The Company's two classes of stock are substantially identical, except with respect to voting rights and the Company's ability to pay greater cash dividends on the non-voting Class A Common Stock than on the voting Class B Common Stock, subject to certain limitations. In addition, with respect to mergers or similar transactions, holders of CRDA must receive the same type and amount of consideration as holders of CRDB, unless different consideration is approved by the holders of 75% of CRDA, voting as a class.
Second Quarter 2015 Summary
- Revenues before reimbursements of $304.4 million, up from $288.2 million for the second quarter of 2014
- Net income attributable to shareholders of $4.1 million, down from $10.5 million in the same period last year
- Diluted earnings per share of $0.08 for CRDA and $0.06 for CRDB, after special charges
- Diluted earnings per share of $0.14 for CRDA and $0.12 for CRDB on a non-GAAP basis, before special charges
- Americas segment achieved 10% operating margin target during second quarter 2015
- Broadspire segment delivered 10% revenue growth with operating earnings up over 100% as compared to the 2014 period
- Incurred special charges of $4.2 million due to the ongoing implementation of the Global Business Services Center in Manila, integration costs for the GAB Robins acquisition, and restructuring activities in the EMEA/AP and Americas segments, all designed to reduce future costs
- Overall corporate results were also negatively impacted in the 2015 period by a lack of weather-related claims in the U.S. and EMEA/AP, the expected runoff of certain large projects in Legal Settlement Administration, and an increase in our effective tax rate
Mr. Jeffrey T. Bowman, chief executive officer of Crawford & Company, stated, "The market backdrop continued to be challenging through the second quarter given the persistent absence of claim volumes in the global property and casualty insurance industry, driven in part from a lack of severe weather.

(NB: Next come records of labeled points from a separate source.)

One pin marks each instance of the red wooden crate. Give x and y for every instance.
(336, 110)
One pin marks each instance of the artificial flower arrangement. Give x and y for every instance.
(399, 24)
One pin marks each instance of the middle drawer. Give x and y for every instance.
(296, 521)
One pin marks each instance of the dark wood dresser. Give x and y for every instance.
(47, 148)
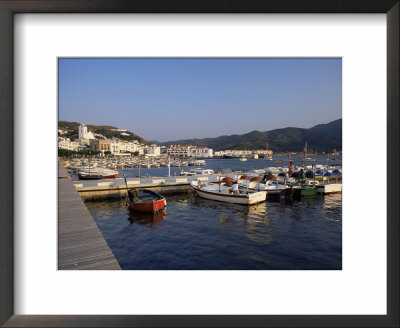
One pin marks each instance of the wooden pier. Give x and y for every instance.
(81, 246)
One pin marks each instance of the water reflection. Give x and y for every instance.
(153, 221)
(201, 234)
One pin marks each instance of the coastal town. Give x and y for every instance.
(99, 144)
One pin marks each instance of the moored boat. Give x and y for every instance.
(226, 192)
(98, 173)
(145, 200)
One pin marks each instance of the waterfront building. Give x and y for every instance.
(114, 146)
(84, 142)
(153, 150)
(123, 146)
(84, 133)
(163, 150)
(178, 150)
(64, 143)
(100, 144)
(205, 152)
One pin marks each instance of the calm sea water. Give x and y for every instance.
(200, 234)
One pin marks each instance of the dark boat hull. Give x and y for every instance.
(146, 201)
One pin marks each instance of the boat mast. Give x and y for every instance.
(305, 155)
(139, 162)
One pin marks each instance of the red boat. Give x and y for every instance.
(145, 200)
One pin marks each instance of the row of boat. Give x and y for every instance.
(246, 191)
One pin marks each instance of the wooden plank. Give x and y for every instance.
(81, 246)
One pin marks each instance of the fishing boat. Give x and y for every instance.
(145, 200)
(97, 173)
(227, 192)
(268, 156)
(193, 172)
(272, 187)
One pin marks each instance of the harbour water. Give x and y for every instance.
(199, 234)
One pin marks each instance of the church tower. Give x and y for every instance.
(82, 131)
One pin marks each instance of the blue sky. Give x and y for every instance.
(171, 99)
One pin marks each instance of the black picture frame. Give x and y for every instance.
(10, 7)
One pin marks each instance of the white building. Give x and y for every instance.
(178, 150)
(153, 150)
(114, 148)
(189, 151)
(84, 133)
(66, 143)
(200, 152)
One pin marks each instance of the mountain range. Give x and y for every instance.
(322, 137)
(107, 131)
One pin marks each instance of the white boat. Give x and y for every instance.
(193, 172)
(329, 188)
(272, 187)
(228, 194)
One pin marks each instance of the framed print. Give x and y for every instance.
(45, 52)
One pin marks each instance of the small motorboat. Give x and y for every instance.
(97, 173)
(145, 200)
(227, 192)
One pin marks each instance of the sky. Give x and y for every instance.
(180, 98)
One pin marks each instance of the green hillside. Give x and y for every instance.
(279, 140)
(105, 130)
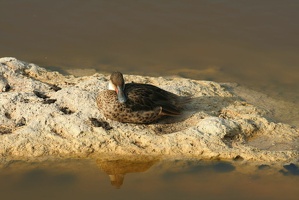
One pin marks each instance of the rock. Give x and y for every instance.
(46, 114)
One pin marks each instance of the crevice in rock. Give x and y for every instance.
(100, 123)
(66, 110)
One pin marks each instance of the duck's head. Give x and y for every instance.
(117, 83)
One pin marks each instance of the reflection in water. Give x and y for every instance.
(117, 169)
(178, 179)
(290, 170)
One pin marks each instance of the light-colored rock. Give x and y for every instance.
(45, 114)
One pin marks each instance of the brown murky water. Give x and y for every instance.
(151, 179)
(254, 43)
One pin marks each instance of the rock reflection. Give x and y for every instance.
(117, 169)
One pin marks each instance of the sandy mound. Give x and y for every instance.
(46, 114)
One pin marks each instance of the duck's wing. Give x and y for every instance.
(148, 97)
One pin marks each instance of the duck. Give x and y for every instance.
(138, 103)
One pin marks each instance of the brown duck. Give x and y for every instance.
(136, 102)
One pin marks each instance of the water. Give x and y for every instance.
(254, 43)
(151, 179)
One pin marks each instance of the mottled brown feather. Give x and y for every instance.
(145, 103)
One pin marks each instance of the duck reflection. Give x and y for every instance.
(117, 169)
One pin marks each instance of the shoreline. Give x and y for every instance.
(46, 114)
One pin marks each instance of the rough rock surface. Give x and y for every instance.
(46, 114)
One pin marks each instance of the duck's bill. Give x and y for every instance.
(121, 95)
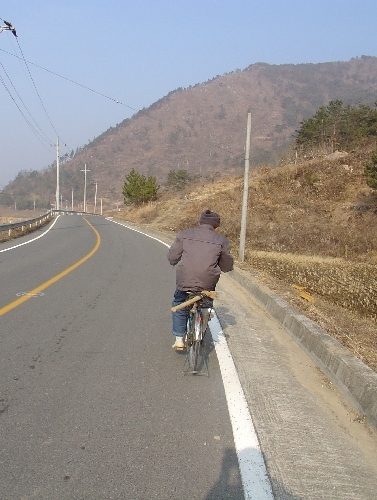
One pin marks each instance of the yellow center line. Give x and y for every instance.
(54, 279)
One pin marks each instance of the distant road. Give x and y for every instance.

This environment has driven a further shift in our business to lower margin, high volume claims in the U.S., and has had a pronounced negative impact on our EMEA/AP operations. We are aggressively managing our business to drive margin expansion in this difficult operating environment, having implemented several cost reduction plans in the first quarter, as well as continuing to develop our Global Business Services Center in Manila. We are beginning to realize the benefits of these initiatives as our Americas segment achieved their operating margin target of 10% in the second quarter, and we expect our EMEA/ AP operations to show margin expansion over the second half of this year."
"Our Broadspire segment continued to perform well this quarter delivering 10% revenue growth with operating earnings more than doubling year over year. We are adding new accounts in the core workers' compensation arena and are gaining traction with our recently announced disability product," added Mr. Bowman. "Our Legal Settlement Administration segment continues to work through the run off of a few large cases which remains a headwind to our results that will continue through the balance of the year. We are pleased with how this transition is being managed in terms of operating profitability and are also encouraged with the progress being made in the mass tort marketplace."
Mr. Bowman concluded, "While I am disappointed with our results for the first half of the year, the progress that we have made realigning our cost structure provides optimism about where our Company is heading. Our cost reduction plans, when complete, should enable our businesses to achieve their operating margin targets in this high volume, low value claim environment. Looking forward, we are positioning our Company to create long-term shareholder value by focusing on profitable growth and leveraging the Company's numerous global resources."